Home sales fell last month for the fifth consecutive month as housing continues to become less affordable across the country. According to a recent National Association of Realtors (NAR) report, existing-home sales dropped by 5.4% in June to a seasonally adjusted annual pace of 5.12 million, a sizable 14.2% decrease from the previous year. However, the NAR said that for the 12 months ending in June, the median existing-home sales price jumped to $416,000, an increase of 13.4%. The price rise caps the longest ever stretch of annual price increases at 124 months.
NAR Chief Economist Lawrence Yun stated, “Falling housing affordability continues to take a toll on potential home buyers. Both mortgage rates and home prices have risen too sharply in a short span of time.” Yun also noted that “If consumer price inflation continues to rise, then mortgage rates will move higher. Rates will stabilize only when signs of peak inflation appear. If inflation is contained, then mortgage rates may even decline somewhat.”
Mortgage rates have spiked in recent months as a result of three interest rate increases by the Federal Reserve to combat inflation, but they have subsequently eased a little as a result of worries that the economy has started to slow down and may enter a recession.

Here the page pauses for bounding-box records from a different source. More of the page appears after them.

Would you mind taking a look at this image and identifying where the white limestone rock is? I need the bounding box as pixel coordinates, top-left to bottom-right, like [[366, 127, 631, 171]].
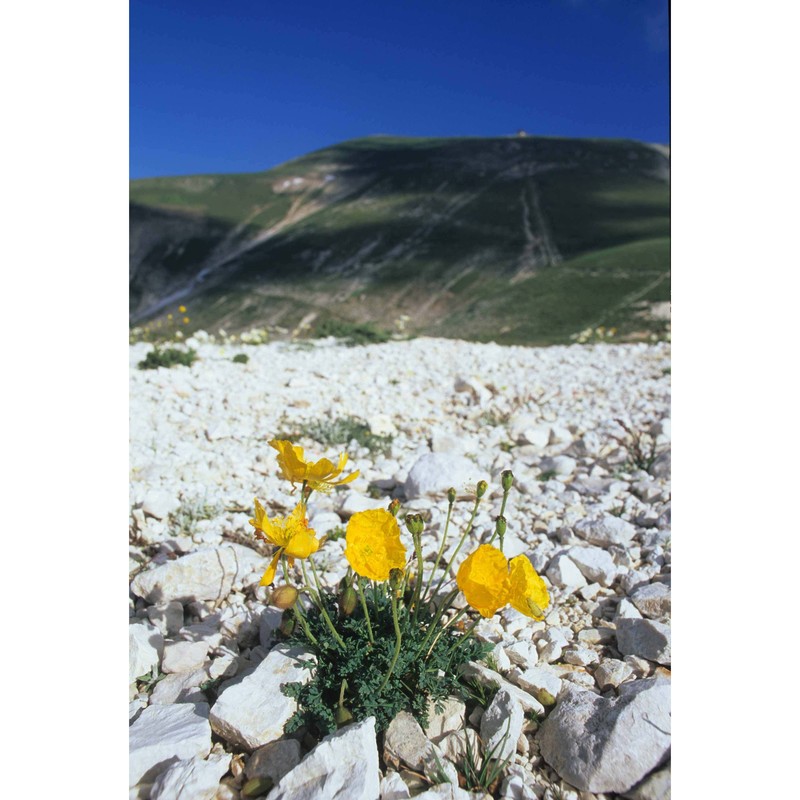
[[147, 600, 183, 636], [617, 618, 672, 666], [128, 703, 211, 786], [545, 553, 586, 589], [539, 456, 578, 477], [150, 667, 211, 706], [537, 678, 671, 793], [161, 641, 208, 672], [380, 769, 411, 800], [567, 547, 618, 586], [383, 711, 431, 771], [131, 542, 266, 603], [425, 697, 467, 744], [269, 717, 380, 800], [461, 661, 544, 715], [244, 739, 303, 783], [509, 667, 561, 706], [210, 645, 315, 750], [403, 453, 478, 500], [481, 689, 525, 761], [142, 489, 181, 519], [594, 658, 633, 692], [150, 753, 231, 800], [128, 622, 164, 683], [630, 583, 672, 619], [622, 765, 672, 800], [572, 514, 636, 547]]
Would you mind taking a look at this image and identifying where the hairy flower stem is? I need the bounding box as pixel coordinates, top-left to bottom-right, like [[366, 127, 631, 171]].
[[378, 590, 403, 694], [433, 497, 481, 594], [413, 533, 422, 622], [425, 608, 467, 659], [354, 578, 377, 644], [423, 496, 453, 602], [301, 558, 347, 650], [281, 556, 319, 647], [448, 617, 481, 657], [414, 589, 459, 659], [489, 487, 511, 552]]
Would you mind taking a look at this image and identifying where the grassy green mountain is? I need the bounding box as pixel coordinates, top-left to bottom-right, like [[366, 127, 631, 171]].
[[130, 137, 670, 344]]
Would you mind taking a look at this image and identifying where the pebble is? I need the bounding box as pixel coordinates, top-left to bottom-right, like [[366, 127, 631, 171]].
[[150, 753, 231, 800], [403, 453, 478, 500], [630, 583, 672, 619], [617, 618, 672, 666], [131, 543, 265, 603], [128, 622, 164, 683], [244, 739, 302, 783], [573, 514, 636, 547], [128, 703, 211, 786], [161, 641, 208, 672], [211, 645, 314, 750], [269, 717, 380, 800], [481, 689, 525, 761]]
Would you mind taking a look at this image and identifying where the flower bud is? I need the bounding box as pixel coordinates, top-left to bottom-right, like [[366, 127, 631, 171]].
[[389, 568, 403, 589], [242, 775, 275, 797], [278, 609, 296, 636], [405, 514, 425, 536], [269, 586, 298, 609], [334, 706, 353, 728], [339, 586, 358, 617]]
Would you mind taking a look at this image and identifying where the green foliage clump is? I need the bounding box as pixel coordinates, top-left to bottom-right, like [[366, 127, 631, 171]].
[[298, 417, 392, 455], [283, 592, 488, 736], [314, 319, 391, 346], [139, 347, 197, 369]]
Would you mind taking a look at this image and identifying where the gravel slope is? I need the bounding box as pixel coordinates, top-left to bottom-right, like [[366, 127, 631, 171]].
[[130, 338, 671, 797]]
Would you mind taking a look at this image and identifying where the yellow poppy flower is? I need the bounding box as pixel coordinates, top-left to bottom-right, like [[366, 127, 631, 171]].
[[344, 508, 406, 581], [269, 439, 358, 492], [456, 544, 511, 617], [509, 556, 550, 620], [250, 499, 320, 586]]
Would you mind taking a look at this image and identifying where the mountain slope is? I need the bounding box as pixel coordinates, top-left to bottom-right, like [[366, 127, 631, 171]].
[[130, 137, 669, 343]]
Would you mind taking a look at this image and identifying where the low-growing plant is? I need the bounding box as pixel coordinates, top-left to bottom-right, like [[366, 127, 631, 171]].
[[456, 717, 515, 795], [314, 319, 391, 346], [611, 419, 658, 472], [250, 439, 550, 735], [139, 345, 197, 369]]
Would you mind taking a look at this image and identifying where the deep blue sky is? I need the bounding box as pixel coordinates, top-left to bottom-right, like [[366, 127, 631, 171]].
[[130, 0, 669, 178]]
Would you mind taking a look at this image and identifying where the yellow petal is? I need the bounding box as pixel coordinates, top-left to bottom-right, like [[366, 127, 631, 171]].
[[344, 508, 406, 581], [509, 556, 550, 620], [456, 544, 511, 617], [258, 550, 283, 586], [250, 497, 267, 532], [269, 439, 308, 484]]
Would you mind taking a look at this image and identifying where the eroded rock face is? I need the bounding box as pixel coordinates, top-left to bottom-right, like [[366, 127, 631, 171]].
[[538, 678, 671, 792], [128, 703, 211, 786], [269, 717, 380, 800], [131, 542, 264, 603], [211, 645, 315, 750]]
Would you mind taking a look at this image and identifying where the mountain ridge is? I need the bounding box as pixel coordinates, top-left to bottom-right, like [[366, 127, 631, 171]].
[[130, 136, 669, 343]]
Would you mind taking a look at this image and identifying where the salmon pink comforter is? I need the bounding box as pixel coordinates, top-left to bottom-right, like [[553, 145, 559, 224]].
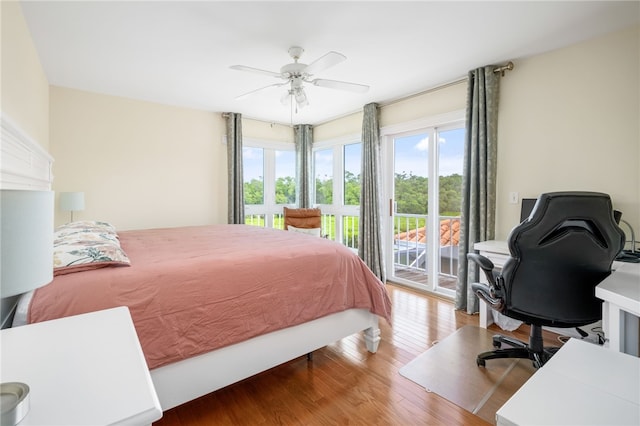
[[28, 225, 391, 369]]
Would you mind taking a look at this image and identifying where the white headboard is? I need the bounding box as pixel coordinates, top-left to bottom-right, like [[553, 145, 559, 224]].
[[0, 114, 53, 191]]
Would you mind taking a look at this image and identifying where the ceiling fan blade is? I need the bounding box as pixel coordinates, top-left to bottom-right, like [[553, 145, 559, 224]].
[[229, 65, 282, 78], [236, 82, 288, 101], [309, 78, 369, 93], [304, 51, 347, 75]]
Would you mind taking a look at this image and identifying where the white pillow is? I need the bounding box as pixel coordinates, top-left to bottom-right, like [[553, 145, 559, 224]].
[[287, 225, 320, 237]]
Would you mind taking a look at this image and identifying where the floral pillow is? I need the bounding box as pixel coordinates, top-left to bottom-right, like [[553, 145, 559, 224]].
[[53, 222, 131, 276]]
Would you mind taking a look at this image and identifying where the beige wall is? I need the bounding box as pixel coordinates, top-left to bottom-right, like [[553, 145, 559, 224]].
[[51, 87, 227, 230], [0, 1, 49, 151], [8, 2, 640, 243], [314, 27, 640, 239], [496, 27, 640, 238], [51, 86, 293, 230]]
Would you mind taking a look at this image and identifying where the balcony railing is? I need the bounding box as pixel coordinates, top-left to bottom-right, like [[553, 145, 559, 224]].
[[393, 213, 460, 277], [245, 213, 460, 277]]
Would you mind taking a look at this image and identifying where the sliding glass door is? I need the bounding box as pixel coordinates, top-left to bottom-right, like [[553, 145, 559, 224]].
[[386, 123, 464, 296]]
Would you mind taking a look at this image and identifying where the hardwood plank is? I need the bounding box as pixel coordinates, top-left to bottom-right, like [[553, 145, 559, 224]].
[[154, 284, 558, 426]]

Additionally, mortgage demand recently dropped more than 6%, falling to its lowest level in over 20 years, according to the Mortgage Bankers Association.
According to Freddie Mac, the typical 30-year fixed-rate mortgage had a rate of 5.51% as of Wednesday, an increase of more than 2.6 percentage points from the previous year. Recently, the Fed stated that it will boost its target interest rate by two-thirds of a percentage point, the most significant rise since 1994. The Fed is also anticipated to increase interest rates by the same amount soon. The move is intended to reduce spending in reaction to historically high inflation, which has continued to rise despite rate increases.
According to the recently issued consumer price index report, inflation increased to an agonizing 9.1% for the 12 months ending in June, the highest level in four decades. As a result, the Bureau of Labor Statistics reports that hourly wages, adjusted for inflation, fell by 1% from May to June alone and 3.6% over the last year.